Teresa Pinto, do CITAB, e Alice Vilela, do Centro de Química da UTAD, estão a criar infusões a partir da uva, das películas da uva, das grainhas e dos engaços, subprodutos aos quais são apontadas propriedades nutritivas e medicinais.
O objetivo foi, segundo Teresa Pinto, “criar um produto novo com este bioproduto, sempre a pensar na economia circular”.
A investigação está a usar as castas moscatel galego e touriga nacional, que são congeladas nesta altura de vindimas para depois serem analisadas, preparadas, separadas em lotes e, no final, a infusão é levada ao painel de provadores da UTAD.

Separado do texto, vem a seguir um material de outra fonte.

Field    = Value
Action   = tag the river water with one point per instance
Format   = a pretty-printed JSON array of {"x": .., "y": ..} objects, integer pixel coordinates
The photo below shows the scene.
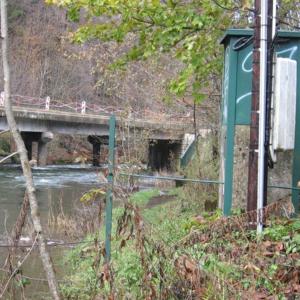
[{"x": 58, "y": 187}]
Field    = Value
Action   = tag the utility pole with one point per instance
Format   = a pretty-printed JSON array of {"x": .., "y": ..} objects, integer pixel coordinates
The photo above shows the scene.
[
  {"x": 259, "y": 138},
  {"x": 253, "y": 146}
]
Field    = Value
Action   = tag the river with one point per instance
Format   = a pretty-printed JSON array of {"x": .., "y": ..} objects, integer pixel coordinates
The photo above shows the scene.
[{"x": 58, "y": 186}]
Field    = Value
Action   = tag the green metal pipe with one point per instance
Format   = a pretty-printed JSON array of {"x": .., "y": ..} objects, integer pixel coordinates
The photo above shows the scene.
[
  {"x": 283, "y": 187},
  {"x": 205, "y": 181},
  {"x": 109, "y": 194}
]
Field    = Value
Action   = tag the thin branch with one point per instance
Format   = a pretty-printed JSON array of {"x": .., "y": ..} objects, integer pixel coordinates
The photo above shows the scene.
[
  {"x": 5, "y": 131},
  {"x": 30, "y": 188},
  {"x": 18, "y": 268},
  {"x": 8, "y": 156}
]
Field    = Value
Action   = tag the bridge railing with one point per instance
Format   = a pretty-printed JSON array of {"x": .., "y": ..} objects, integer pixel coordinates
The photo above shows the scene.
[{"x": 83, "y": 107}]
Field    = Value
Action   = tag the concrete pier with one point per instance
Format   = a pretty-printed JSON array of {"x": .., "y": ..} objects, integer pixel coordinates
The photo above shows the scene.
[
  {"x": 42, "y": 138},
  {"x": 97, "y": 141}
]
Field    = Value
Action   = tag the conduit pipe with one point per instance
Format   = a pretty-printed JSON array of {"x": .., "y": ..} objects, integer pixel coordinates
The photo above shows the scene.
[{"x": 262, "y": 111}]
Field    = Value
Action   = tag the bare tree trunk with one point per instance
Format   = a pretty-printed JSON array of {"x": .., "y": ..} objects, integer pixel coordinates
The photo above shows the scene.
[{"x": 47, "y": 264}]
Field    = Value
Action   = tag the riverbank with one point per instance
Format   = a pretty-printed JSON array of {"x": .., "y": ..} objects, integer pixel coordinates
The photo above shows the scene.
[{"x": 169, "y": 252}]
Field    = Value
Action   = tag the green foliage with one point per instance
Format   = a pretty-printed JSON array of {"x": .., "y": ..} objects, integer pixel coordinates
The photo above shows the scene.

“Para tentar perceber qual é o ‘feedback’ do consumidor”, sustentou, explicando que a alguns produtos estão a ser associados outros, como o limão, o gengibre ou a erva-cidreira e a “aumentar ainda mais as propriedades nutracêuticas”.
Teresa Pinto explicou que, neste momento, se está a trabalhar no revestimento do produto “para aumentar o tempo de prateleira” (validade).
“Estamos a estudar vários revestimentos comestíveis que também são, muitas vezes, aproveitamentos e que vão acrescentar propriedades benéficas para a saúde nesse produto”, salientou, destacando “os bons resultados” que estão a ser obtidos.
A investigadora realçou que a uva representa “uma das maiores produções do mundo”, que a “indústria vitivinícola gera milhões [de euros] em todo o mundo”, mas “também gera muitos resíduos”.
Já os alunos Gustavo Almeida e Evellin Machado utilizaram o vinho “avinagrado”, sem préstimo, para criar uma compota que “harmoniza o vinho duriense com a pimenta”.
Com o projeto “Pimenta dos Vinhedos”, os estudantes arranjaram “uma forma do defeito do vinho ser vantajoso num outro produto”, que querem introduzir no mercado.